George Zhu, York University
Dr. Zheng Hong (George) Zhu is Professor of Mechanical Engineering and founding Co-Director of Centre for Manufacturing, Technology, and Entrepreneurship, and Director of Space Engineering Lab at York University. He also served as the Director of Space Engineering undergraduate program in the Department of Earth and Space Science and Engineering, Chair of Mechanical Engineering Department, and Inaugural Academic Director of Research Commons in the Office of Vice-President Research & Innovation. His research interests include dynamics and control of tethered space systems, space robotics, computational mechanics and control, machine learning, 3D printing in space, and CubeSat. He has authored 200+ peer-reviewed journal papers and 160+ conference articles. Dr. Zhu is an elected member of International Academy of Astronautics, College Member of the Royal Society of Canada, Fellows of the Canadian Academy of Canada, Engineering Institute of Canada, Canadian Society for Mechanical Engineering, and American Society of Mechanical Engineers; an Associate Fellow of the American Institute of Aeronautics and Astronautics, and Senior Member of IEEE. He is the recipient of the 2019 Engineering Medal R&D from Professional Engineers Ontario, the 2021 Robert W. Angus Medal from CSME, the 2022 President's Research Excellence Award from York University, and the 2024 Solid Mechanics Medal from CSME.
From Computational Mechanics to Computational Control
Accurate control of spacecraft position and orientation, especially those with flexible structures like tethers, solar panels, and booms, is crucial for mission success. This task typically demands experts with extensive training and specialized knowledge in control systems. One wonders if it is possible to algorithmically synthesize stable feedback laws for controlling the complex coupled rigid-flexible dynamics of spacecraft structures, or more broadly, for dynamic systems with infinite degrees of freedom, analogous to how the finite element method (FEM) solves physical problems in modern engineering. Currently, we find no definitive answer to this in the field of control.

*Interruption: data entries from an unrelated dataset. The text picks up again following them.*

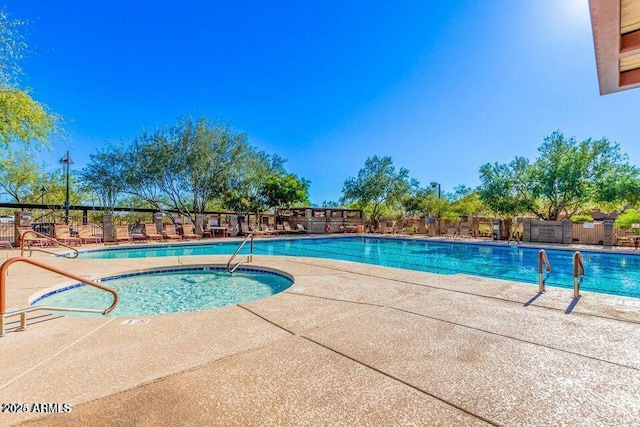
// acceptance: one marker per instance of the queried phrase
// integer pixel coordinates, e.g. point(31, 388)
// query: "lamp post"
point(43, 191)
point(66, 161)
point(434, 185)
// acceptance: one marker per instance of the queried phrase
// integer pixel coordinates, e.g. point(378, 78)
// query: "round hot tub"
point(170, 290)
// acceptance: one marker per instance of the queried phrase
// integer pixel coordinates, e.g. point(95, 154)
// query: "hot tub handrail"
point(250, 237)
point(542, 258)
point(578, 269)
point(43, 236)
point(23, 312)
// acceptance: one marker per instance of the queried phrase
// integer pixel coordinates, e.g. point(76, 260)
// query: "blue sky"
point(439, 86)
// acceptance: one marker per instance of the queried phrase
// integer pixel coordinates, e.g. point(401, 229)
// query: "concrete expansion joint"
point(401, 381)
point(516, 339)
point(495, 298)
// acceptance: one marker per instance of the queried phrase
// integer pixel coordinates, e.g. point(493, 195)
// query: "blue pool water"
point(172, 291)
point(606, 273)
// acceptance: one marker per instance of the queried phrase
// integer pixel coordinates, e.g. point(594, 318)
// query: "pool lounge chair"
point(151, 233)
point(122, 234)
point(63, 235)
point(187, 232)
point(398, 227)
point(84, 232)
point(288, 229)
point(170, 232)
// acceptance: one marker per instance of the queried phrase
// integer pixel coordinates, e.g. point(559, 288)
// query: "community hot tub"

This talk will present our recent efforts to bridge this gap by developing a novel model-based computational control framework. This framework algorithmically synthesizes stable feedback laws for dynamic systems with flexible bodies governed by Hamiltonian mechanics and elasticity in a manner analogous to FEM. It is based on the principles of Lyapunov stability theory, Hamiltonian mechanics, and computational solid mechanics. The key achievement is to synthesize feedback control laws in each finite element, rather than piecewise in the discretized regions in the across state space. This involves a piecewise affine local control Lyapunov function within each element and Sontag’s universal formula for local stability. Control inputs are assigned at each element node, with non-actuated elements receiving null inputs. The global feedback system is formed using standard FEM assembly, ensuring stability and controllability through the Popov-Belevitch-Hautus criterion and Lyapunov’s method. Ultimately, our framework integrates with existing FEM programs, simplifying nonlinear feedback control for engineers in rigid-flexible dynamic systems. Once implemented, this framework can be applied to controlling generalized coupled rigid-flexible dynamic systems like using FEA codes.